Jokichi Takaminea été le premier à décrire le procédé industriel de production d’enzymes à partir d’une fermentation en milieu solide (solid state fermentation ou Koji process). Il s’est inspiré de pratiques traditionnelles. Les anciens n’ont pas attendu de comprendre les mécanismes de fermentation ou de connaître les microorganismes pour produire des aliments fermentés.

 
Les produits fermentés

Plus de 3 500 aliments fermentés traditionnels d’origine animale ou végétale existent dans le monde (produits laitiers comme les yaourts ou les fromages, produits carnés comme le saucisson, pain et viennoiseries, légumes fermentés comme la choucroute ou les olives)

En Afrique, des aliments sont fabriqués à partir de féculents fermentés (igname ou manioc).

En Europe, le fromage, le pain, les yaourts sont particulièrement appréciés.

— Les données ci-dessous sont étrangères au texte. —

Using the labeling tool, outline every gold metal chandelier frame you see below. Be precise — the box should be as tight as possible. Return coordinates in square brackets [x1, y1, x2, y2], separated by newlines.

En Asie, c’est à partir du soja et du poisson que sont produits les aliments du quotidien comme la sauce soja, la soupe miso (lien vers La tradition source d’innovation : la soupe miso)...


 
La fermentation en milieu solide vs la fermentation liquide

La fermentation en milieu solide (SSF pour Solid State Fermentation) est la méthode traditionnelle de production des enzymes, telle que mise au point par Jokichi TAKAMINE (lien vers article TAKAMINE). Au fil des années, la technologie a bien entendu évolué pour améliorer la productivité des fermentations. Néanmoins, les qualités et les avantages fondamentaux de la fermentation en milieu solide (SSF) ont été maintenus. En effet, la SSF permet de produire une gamme d’activités enzymatiques plus complète que celle produite par  fermentation en milieu liquide (DTF pour Deep Tank Fermentation).
Un autre avantage de la technologie SSF telle que mise en œuvre par Shin Nihon au Japon, est la possibilité de produire des enzymes très spécifiques en petit batch.

 
Un procédé d’avenir
L’expression Solid State Fermentation (SSF, fermentation en milieu solide) génère plus de 57 000 réponses de 2004 à 2009 quand on interroge le moteur de recherche de publications scientifiques Scirus. Soit plus du double que pendant les 5 années précédentes. Sur les seules sources des journaux scientifiques, le volume de publications passe de 2088 à 4354.
 
Les grandes étapes du procédé
Les deux principales étapes de la production d’enzymes sont la fermentation et la purification. Les enzymes produites par Shin Nihon Chemical sont produites à partir de souches non génétiquement modifiées. Est présenté, ici, le procédé traditionnel dit Koji Process.
 
La phase de fermentation

Les microorganismes comme Aspergillus oryzae sont mis en culture sur un substrat de son de blé par exemple. Le substrat inoculé est ensuite disposé sur des plateaux de 4 à 5 cm de hauteur. Puis ils sont placés dans une salle d’incubation où les conditions aérothermiques sont maîtrisées.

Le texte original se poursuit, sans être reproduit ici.